The Word: When John Stones predicted his goalscoring form

There was no need for a hero as England ran riot over Panama in their second game of the 2018 World Cup, but an unlikely one stole at least part of the day.

No one was needed to dig Gareth Southgate’s men out of a hole, as Harry Kane did in the opening game against Tunisia. But if Kane’s late finish in Volgograd caused a spike in blood pressure, an early header from John Stones had the opposite effect, calming the nerves of a team who would go on to win handsomely.

Stones’s two goals were unexpected, but after the first outing against the North Africans, the warning signs were there. This England team had been hailed as a progressive side that likes to play passing football and carve the opposition apart by force of invention rather than of might. And yet, this is also a team who are proving dangerous from set-plays. And so maybe the Manchester City man’s contribution to the goal tally shouldn’t have been all that surprising.

Against Tunisia, Stones mishit a good chance from inside the box after getting in a great position from a corner. He was then on target with a header which was brilliantly saved by the goalkeeper before Harry Kane turned in the rebound for the Three Lions’ opener. There were certainly signs.
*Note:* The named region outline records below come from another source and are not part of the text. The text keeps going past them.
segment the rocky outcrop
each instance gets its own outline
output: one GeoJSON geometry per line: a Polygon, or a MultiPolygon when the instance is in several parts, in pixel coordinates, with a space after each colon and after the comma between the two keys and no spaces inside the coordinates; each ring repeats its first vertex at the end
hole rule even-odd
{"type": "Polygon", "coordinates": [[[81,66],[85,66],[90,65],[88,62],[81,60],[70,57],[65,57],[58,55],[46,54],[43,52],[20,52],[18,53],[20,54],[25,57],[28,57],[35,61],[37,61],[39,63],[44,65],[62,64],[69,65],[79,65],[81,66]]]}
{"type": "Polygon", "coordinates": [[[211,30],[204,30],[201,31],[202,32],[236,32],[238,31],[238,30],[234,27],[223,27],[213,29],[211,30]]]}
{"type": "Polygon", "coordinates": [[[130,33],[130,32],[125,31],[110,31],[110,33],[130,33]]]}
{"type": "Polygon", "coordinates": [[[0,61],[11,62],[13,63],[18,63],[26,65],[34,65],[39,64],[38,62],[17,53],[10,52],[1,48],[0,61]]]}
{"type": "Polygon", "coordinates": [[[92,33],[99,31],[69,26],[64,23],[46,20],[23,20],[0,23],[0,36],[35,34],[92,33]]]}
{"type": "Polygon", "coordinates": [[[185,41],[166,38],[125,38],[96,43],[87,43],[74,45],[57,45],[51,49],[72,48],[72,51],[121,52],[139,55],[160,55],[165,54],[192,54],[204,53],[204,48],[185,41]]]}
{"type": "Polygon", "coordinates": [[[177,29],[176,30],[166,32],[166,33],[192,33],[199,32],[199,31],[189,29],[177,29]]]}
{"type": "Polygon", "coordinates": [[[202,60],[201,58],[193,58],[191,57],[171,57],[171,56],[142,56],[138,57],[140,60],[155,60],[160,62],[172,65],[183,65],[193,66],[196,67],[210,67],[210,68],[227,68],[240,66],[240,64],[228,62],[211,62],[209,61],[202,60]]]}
You can go back further, too. John Stones has always seemed to many like something of a frustrated midfield player with his insistence on passing out from the back, but in Manchester City’s victory over Feyenoord in the Champions League at the start of last season, he already showed his goalscoring side.

Opening the scoring that night in Rotterdam, too, the England man addeed a second later on in a 4-0 win which kickstarted City’s Champions League campaign on their way to topping their group. Both goals were headers from corners, and on that night you got the feeling that Pep Guardiola’s side would have a secret set-piece weapon – once again, for a side you fancied less from corner kicks than from open play.

It wasn’t to be for Stones last season. He’d go on to score only one more goal all campaign (another header from a corner in the Champions League against Napoli). But it was after the Feyenoord game when Stones first said it: those words which felt so foreign when uttered by a central defender – “I’m trying to add more goals to my game.”

It may have taken until the World Cup for his premonition to come true, but it begs the question: if Stones has been such a goal threat from set-pieces in three games this season, why can’t he be like that all year long?

Perhaps this is the start of a new, more consistent Stones in front of goal. A man getting into good positions and heading home from set-pieces as he threatened to do after his Champions League performances in the Autumn. Or maybe this is just another frustrating flash of goalscoring form that fizzles out just as quickly as the last one.